Wow, I'm angry today.

Suffice it to say that I was as surprised at Baal's admiration of the Matrix trilogy as I was at Angus' claim that Pulp Fiction was the best film of the nineties.

Don't even start me on Tarantino. Although I don't need to bother. Since even his admirers couldn't get it up for Kill Bill, it's pretty obvious that his iconic days are numbered.

Posted by mark at November 18, 2003 09:33 PM | TrackBack

;-) I think I am alone (in the entire world) in thinking the 'club' scene was OK, actually quite beautiful. I had a strong emotional response to the entire trilogy, for some reason, which I put down to either immaturing with age or a lack of aesthetic sophistication on my part.
I suspect the Architect scene was 'meant' to be embarassing actually....
However I agree: better in the Matrix than out. Well, I spose we ARE in the matrix arent we. Or we wouldnt be able to do this.
Glad you are back

Posted by: Baal at November 19, 2003 10:26 AM

Completely agree, the "real" world in The Matrix is b-o-r-i-n-g, I'd much rather live in the matrix, a world where the very worst thing that can happen is that you have to go to a boring job every day. I mean, hello!

Won't attempt to defend Tarantino in any rational way...what can I say, I walked out of Pulp Fiction feeling like I'd just had something rather good injected into my veins. My admiration for it really is more visceral than anything else. (Ha, what a cop-out, sorry, I'm tired.)

Posted by: Angus at November 19, 2003 11:37 AM

I'm Down with Bert on this one:

Hubert Dreyfus is a philosopher known both for his pioneering discussion of the philosophical problems of Artificial Intelligence, and his work in bridging the gap between recent European and English-language philosophy. In "The Brave New World of The Matrix," he and his son Stephen Dreyfus draw on the phenomenological tradition that began with Edmund Husserl and culminates in Maurice Merleau-Ponty to discuss the skeptical and moral problems raised by the film. They argue that the real worry facing folks trapped in the Matrix involves not deception or the possession of possibly false beliefs, but the limits on creativity imposed by the Matrix. Following Martin Heidegger in suggesting that our human nature lies in our capacity to redefine our nature and thereby open up new worlds, they conclude that this capacity for radical creation seems unavailable to those locked within the pre-programmed confines of the Matrix.

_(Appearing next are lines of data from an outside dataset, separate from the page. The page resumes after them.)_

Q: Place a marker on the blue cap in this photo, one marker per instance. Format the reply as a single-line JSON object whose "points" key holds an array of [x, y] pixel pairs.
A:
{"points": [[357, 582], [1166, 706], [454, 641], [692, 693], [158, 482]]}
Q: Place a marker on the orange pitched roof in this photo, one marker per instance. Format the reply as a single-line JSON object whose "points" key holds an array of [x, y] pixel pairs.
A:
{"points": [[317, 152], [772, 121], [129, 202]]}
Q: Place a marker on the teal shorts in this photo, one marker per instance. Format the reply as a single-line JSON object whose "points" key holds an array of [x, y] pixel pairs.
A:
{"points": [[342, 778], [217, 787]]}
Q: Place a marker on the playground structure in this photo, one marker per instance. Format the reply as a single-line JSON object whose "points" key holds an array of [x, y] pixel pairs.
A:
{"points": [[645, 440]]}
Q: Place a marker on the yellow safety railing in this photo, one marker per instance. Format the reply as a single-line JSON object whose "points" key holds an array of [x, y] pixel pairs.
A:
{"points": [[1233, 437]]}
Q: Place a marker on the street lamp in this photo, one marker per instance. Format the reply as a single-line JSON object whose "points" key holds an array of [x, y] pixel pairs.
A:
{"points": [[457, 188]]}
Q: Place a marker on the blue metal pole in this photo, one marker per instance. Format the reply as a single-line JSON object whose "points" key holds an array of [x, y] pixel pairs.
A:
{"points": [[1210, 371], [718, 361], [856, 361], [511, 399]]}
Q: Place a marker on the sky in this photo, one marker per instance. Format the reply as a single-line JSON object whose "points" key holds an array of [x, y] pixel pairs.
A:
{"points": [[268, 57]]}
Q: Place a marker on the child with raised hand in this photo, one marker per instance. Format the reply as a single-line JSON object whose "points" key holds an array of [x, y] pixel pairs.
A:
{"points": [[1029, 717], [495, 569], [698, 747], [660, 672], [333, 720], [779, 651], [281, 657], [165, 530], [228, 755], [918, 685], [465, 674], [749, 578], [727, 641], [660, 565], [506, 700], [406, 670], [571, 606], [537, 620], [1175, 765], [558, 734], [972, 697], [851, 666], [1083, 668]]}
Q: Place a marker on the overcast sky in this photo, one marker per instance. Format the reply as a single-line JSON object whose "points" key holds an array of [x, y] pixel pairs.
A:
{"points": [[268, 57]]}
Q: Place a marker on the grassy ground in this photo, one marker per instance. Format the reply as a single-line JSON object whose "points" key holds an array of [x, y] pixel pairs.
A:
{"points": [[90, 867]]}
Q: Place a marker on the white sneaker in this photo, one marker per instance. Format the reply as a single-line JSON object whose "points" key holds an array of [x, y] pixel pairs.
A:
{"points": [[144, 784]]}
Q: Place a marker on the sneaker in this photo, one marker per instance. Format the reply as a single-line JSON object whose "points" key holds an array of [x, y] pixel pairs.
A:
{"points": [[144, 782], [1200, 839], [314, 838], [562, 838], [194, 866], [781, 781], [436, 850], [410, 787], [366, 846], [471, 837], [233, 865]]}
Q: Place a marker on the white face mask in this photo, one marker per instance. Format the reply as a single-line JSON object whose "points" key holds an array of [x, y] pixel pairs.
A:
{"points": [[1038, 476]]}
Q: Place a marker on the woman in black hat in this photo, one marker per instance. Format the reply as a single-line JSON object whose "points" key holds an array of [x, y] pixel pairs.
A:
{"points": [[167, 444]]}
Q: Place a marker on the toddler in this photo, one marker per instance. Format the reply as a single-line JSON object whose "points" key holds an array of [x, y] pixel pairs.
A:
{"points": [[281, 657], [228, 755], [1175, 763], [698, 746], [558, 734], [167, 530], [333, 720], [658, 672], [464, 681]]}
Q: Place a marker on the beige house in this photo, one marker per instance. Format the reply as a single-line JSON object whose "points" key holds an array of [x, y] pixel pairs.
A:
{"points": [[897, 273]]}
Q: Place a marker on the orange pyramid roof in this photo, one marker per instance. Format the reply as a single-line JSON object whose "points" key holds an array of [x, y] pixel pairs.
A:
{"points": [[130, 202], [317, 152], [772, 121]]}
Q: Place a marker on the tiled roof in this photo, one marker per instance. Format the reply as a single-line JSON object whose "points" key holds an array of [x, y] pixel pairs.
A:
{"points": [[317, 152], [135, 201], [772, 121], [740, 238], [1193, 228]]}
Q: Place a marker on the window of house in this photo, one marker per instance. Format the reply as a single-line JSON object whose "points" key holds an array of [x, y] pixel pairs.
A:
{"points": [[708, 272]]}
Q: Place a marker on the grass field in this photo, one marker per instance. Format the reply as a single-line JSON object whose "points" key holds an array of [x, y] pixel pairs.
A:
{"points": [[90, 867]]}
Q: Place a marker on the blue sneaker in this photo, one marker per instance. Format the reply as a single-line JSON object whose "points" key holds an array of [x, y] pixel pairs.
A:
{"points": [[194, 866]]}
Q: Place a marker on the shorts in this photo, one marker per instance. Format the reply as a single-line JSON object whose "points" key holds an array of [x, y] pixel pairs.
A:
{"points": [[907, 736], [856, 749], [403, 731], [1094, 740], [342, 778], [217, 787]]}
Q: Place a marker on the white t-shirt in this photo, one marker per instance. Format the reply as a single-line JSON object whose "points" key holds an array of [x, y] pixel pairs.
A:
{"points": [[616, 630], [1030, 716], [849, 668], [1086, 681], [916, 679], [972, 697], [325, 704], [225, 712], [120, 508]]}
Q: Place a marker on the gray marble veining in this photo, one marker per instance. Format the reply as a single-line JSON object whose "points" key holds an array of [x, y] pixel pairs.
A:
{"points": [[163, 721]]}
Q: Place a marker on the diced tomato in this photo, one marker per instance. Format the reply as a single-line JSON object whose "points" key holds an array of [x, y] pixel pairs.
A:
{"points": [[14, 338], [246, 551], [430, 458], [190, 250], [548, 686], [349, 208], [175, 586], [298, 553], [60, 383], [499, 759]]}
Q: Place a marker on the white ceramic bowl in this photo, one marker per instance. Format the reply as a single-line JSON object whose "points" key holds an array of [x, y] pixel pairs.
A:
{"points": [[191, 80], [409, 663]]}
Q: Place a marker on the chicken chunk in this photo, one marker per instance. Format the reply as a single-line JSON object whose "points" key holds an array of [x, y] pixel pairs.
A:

Posted by: Peter M at November 19, 2003 11:54 PM

i liked the first matrix. i thought it was about taking acid. i might be wrong, but i doubt it.

Posted by: luke at November 21, 2003 12:50 PM

I once watched The Matrix on acid and came to the conclusion that the only significant stuff was containd in the shots of numbers scrolling down the screen. Unhappily I couldn't seem to decode them.

As for Peter M's comment: Neo has no limits imposed upon him by the Matrix at the end of the first film; or at least less than he does in the real world. Dreyfus is commiting the usual egocentric phenomenological error. As Mark says, it's the vat which is interesting, and the potential for creativity, etc. is a lot higher in the matrix than Zion and it's surroundings.